20.7.15

A invenção das Asas, de Sue Monk Kidd

Faz tempo que não compartilho nenhuma leitura com você. Absurdo, isso! Para me redimir trouxe uma resenha de um livro ótimo, baseado numa história real.



A invenção das Asas, de Sue Monk Kidd, nos coloca diante da atrocidade e violência que os escravos eram submetidos. Um horror, por incrível que pareça, não tão distante da nossa realidade, mas com um caráter estrutural diferente da de 1803 - época em que a história se passa. Ou você já se esqueceu do rapaz que foi preso nu ao poste com uma trava de bicicleta, teve a orelha cortada e possuía marcas de espancamento no corpo, no Rio de Janeiro?

Resultado de uma abolição incompleta, a complexa cena, mostra que ainda somos adeptos a torturas e destruição da dignidade alheia. Mesmo após 125 anos da Lei Áurea. Mas não vou me estender sobre o quadro social brasileiro. Vamos ao livro...


O SONHO

É verdade, o livro aborda a violência, mas também a força que é alimentada pelo desejo de liberdade. 

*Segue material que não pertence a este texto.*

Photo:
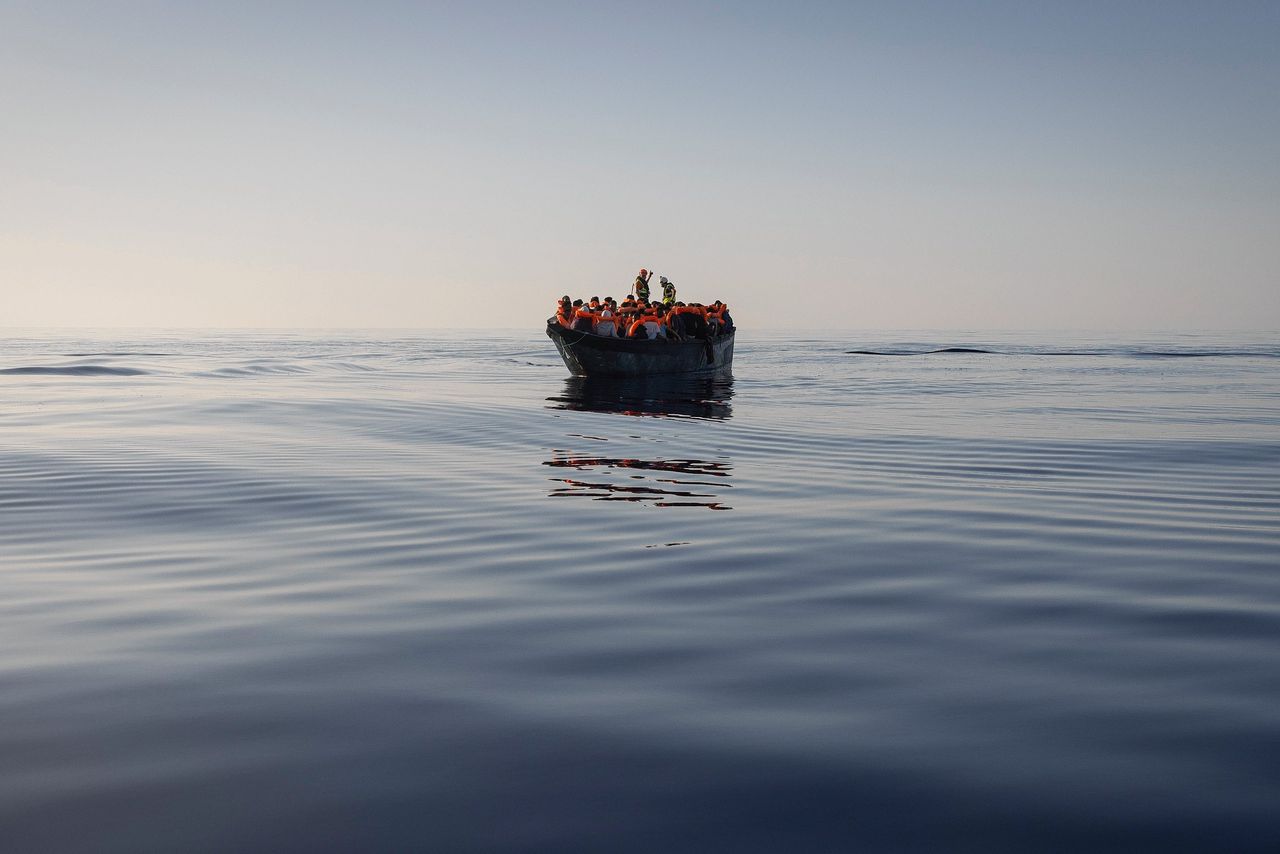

A história começa quando Sarah Grimké, filha do juiz John Grimké - patriota sulista, dono de escravos, aristocrata - sonha em ser advogada e acabar com a escravidão. E Hetty "Encrenca" - o senhor Grimké lhe deu o nome de Hetty, mas seu nome de berço é Encrenca -, negra, escrava, que pertence a família Grimké, sonha em ser livre. Porém as duas vão descobrir que seus sonhos parecem impossíveis no início do século XIX.
Sarah demonstra repulsa pela escravidão desde os 4 anos de idade. Ao presenciar o açoitamento de um escravo, inicia um problema na sua articulação verbal, gaguejando todas as vezes que se sente vulnerável. 

Uma garota com o intelecto insaciável e consciente da inferioridade de sua própria educação, lia os livros da vasta coleção do seu pai - livros de direito, filosofia, história, teologia, poesia, geografia e cultura clássica -, na biblioteca onde era oficialmente proibida de entrar. Devorava um livro atrás do outro debaixo do retrato de George Washington. O Juiz Grimké fingia não ver. 

O sonho de ser jurista surgiu quando numa discussão entre seus irmãos e o pai, Sarah argumenta de forma surpreendente e John Grimké afirma "Se Sarah fosse um menino, seria o maior jurista da Carolina do Sul". Porém, ela sabia que seria difícil. Afinal, para uma mulher no século XIX, nada existia além da esfera doméstica.

No aniversário de 11 anos, os pais de Sarah, deram para ela Encrenca como presente.


PÁSSAROS NEGROS 

A mãe de Encrenca contava histórias de um tempo, na África, em que a pessoas podiam voar. Voavam como pássaros negros, mas quando chegaram na América a magia ficou para trás. 

Ela sabia que aquilo era tudo lorota da sua mãe, sabia que não podia voar. Encrenca era escrava e não iria para lugar algum. Aprendeu desde cedo os pecados dos escravos: roubar, desobedecer, preguiça, barulho... Mas ela era rebelde e sofria com os castigos todas as vezes que desobedecia alguma ordem. 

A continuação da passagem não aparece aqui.